A proposta fez ligar um sinal de alerta na União Europeia, que já discute a possibilidade de expandir a iniciativa para todos os membros do bloco. Holanda, Noruega e Índia também discutem legislações semelhantes. No caso específico dos germânicos, o processo faz parte de um plano para reduzir os índices de emissão de dióxido de carbono em seu território em até 90% até 2050.

O entusiasta mais atento já deve ter sacado o quanto essa movimentação vai afetar o automobilismo. Quem estiver vivo até lá deve se preparar para o fim do arrepio provocado pelo ronco de um V8, V10 ou V12. Também terá de aprender a falar em Watts, Joules e outras medidas ligadas à eletricidade.

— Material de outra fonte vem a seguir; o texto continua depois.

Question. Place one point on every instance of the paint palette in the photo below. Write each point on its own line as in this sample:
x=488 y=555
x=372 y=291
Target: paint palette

As corridas de automóvel estão em iminência de se transformar, num futuro não muito distante, no sonho de qualquer ecologista: silenciosas e livres de emissões.

A pergunta é: será que o fã conseguirá se adaptar a modificações tão bruscas, que mexem com o imo do culto ao automóvel?

Se depender do governo alemã, belezinhas como este BMW M2 estarão extintas até 2050
Se depender do governo alemã, belezinhas como este BMW M2 estarão extintas até 2050

Quais são as alternativas?

Que o futuro das competições análogas a ele será elétrico já não há tanta dúvida. A chave é: que tipo de tecnologia será tomada como padrão para gerar a energia?

Já existem algumas opções em franco desenvolvimento. A mais conhecida é a de veículos recarregáveis em rede elétrica convencional, tal qual o seu aparelho de telefonia móvel. É o caso de um Fórmula E. Sua maior vantagem é aproveitar uma estrutura já existente, porém com adaptações para criar pontos de recargas em locais estratégicos nas ruas ou mesmo nas garagens de residências e empresas. Já o grande nó górdio é o tempo dispensado para isso: são horas até que as baterias estejam totalmente cheias.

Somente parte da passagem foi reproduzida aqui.